Not all statement-of-work (SOW) engagements are the same. One size does not fit all. This is why SOW engagements must be tailored appropriately so effective management efforts can be deployed. Certainly, there are some universal management framework best practices that can be applied across one’s entire SOW engagement spend activity. But important differences from engagement to engagement type require attention and “tailoring” in the execution management approach. A good example: the differences between SOW projects and SOW services.
With SOW projects, each project and its subsequent deliverable is unique. A software development project only requires one data model. An infrastructure project only requires one distinctive network diagram or series of them. The deliverables in these kinds of SOW engagements support each other as one moves through the SOW Engagement Lifecycle phases and are used to describe the end product – which is the purpose of the project.
SOW service deliverables are iterative, resolution of an issue or fulfillment of a request. The SOW solution provider responds to them as they come along and they aren’t individually defined in advance, although the kinds of issues and requests are usually defined by the scope of the service.
SOW projects are different from services in that services are ongoing, often routine work. A support service desk is a solid example of this and something we’re all familiar with. Calls are answered and emails received, service tickets are opened, and issues are resolved. The success of the service is measured by performance indicators (how quickly we answer the phone, resolve issues, etc.) which are measurable and are usually expected to improve over time.
A project is very different from a service. Hence, from this basic perspective, one can’t expect to manage all SOW engagements the same way. SOW engagement management tailoring begins with the statement-of-work document (tasks and deliverables are certainly tailored to fit the purpose of the engagement) and extends through all phases of the SOW Engagement Lifecycle.
Consider two different kinds of engagements as further examples. One project (finite work effort and final deliverable or deliverables) and one SOW service (ongoing work effort and a stream of deliverables which indicate the quality of the service being provided).

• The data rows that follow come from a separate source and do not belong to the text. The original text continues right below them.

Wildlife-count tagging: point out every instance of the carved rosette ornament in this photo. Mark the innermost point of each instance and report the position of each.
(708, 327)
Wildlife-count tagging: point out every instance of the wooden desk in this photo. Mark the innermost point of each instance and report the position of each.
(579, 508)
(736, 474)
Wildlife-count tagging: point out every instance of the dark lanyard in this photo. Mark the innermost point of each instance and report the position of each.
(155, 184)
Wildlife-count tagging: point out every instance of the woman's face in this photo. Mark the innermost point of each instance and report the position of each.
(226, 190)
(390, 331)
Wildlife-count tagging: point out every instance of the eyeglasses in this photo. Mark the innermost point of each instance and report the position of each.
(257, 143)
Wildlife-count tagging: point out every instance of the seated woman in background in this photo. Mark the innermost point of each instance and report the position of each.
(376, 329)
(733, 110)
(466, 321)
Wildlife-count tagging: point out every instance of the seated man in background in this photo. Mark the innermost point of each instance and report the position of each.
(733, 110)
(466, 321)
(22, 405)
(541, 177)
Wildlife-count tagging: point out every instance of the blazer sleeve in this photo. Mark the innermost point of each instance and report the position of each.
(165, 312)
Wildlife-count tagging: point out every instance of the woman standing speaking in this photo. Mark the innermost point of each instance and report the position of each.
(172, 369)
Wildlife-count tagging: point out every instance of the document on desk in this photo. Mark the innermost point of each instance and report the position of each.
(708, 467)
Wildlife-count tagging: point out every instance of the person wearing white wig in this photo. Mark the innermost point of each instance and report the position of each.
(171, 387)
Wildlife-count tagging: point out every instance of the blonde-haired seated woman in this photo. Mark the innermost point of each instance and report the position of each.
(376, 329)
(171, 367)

Infrastructure Project. An infrastructure project has an end result (a new infrastructure, upgraded or expanded infrastructure, etc. – including workstation refreshes; ERP, accounting, email, and other system installs or upgrades; network infrastructure installs or upgrades, etc.) and occurs over a fixed period of time. This project activity example is not ongoing; the core project goal is to finish them, to get to the end deliverable. Project success is measured by completing the project on time, within budget, and by delivering a high quality product and supporting deliverables.
Software Maintenance. Software maintenance is an SOW engagement service. As business needs change, the software used to run the business needs to be changed and this is software maintenance. Like a support service desk, the service usually responds to requests in the form of tickets and is evaluated by measurable performance indicators (in this case the speed of response to a request; the quality of the software change, often measured in terms of software defects, etc.).
So how do these differ? They differ in pricing, in content characteristics, in the form of delivery/deliverable and engagement timeframe (one ongoing and the other a certain completion date). The most definitive difference is the deliverable characteristics of each engagement, which will drive different requirements in the metrics use to measure successful accomplishments of each engagement.
There are natural differences in the execution phase for each of these SOW engagement types. Software development projects conforms to an SDLC (systems development life cycle) approach and development lifecycles consist of analysis, design, construction, etc. phases. Infrastructure projects are similar, although executing them typically doesn’t require as many phases. Services, on the other hand, are iterative in the engagement execution phase. Once an SOW solution provider has ramped up the service, and perhaps transitioned it from another provider, what is done during execution is not phased, but iterative – usually by responding to tickets and requests, and reporting service quality monthly and quarterly. Although each of these issue resolutions and requests are, in theory, is a deliverable, what is thought of as a deliverable for a service are the SLA reports – the objective, quantitative and qualitative measures of the service provided on an ongoing basis.
Additional execution management tailoring will continue beyond the project/service type segmentation for SOW engagements depending on their complexity and involvement of multiple delivery partners for a specific targeted SOW deliverable. This is not to say that there are no comparable engagement metrics that can be used to measure performance across the entire SOW spend category, but execution management of certain SOW engagement types will require some best practice management tailoring to drive and produce the desired SOW results.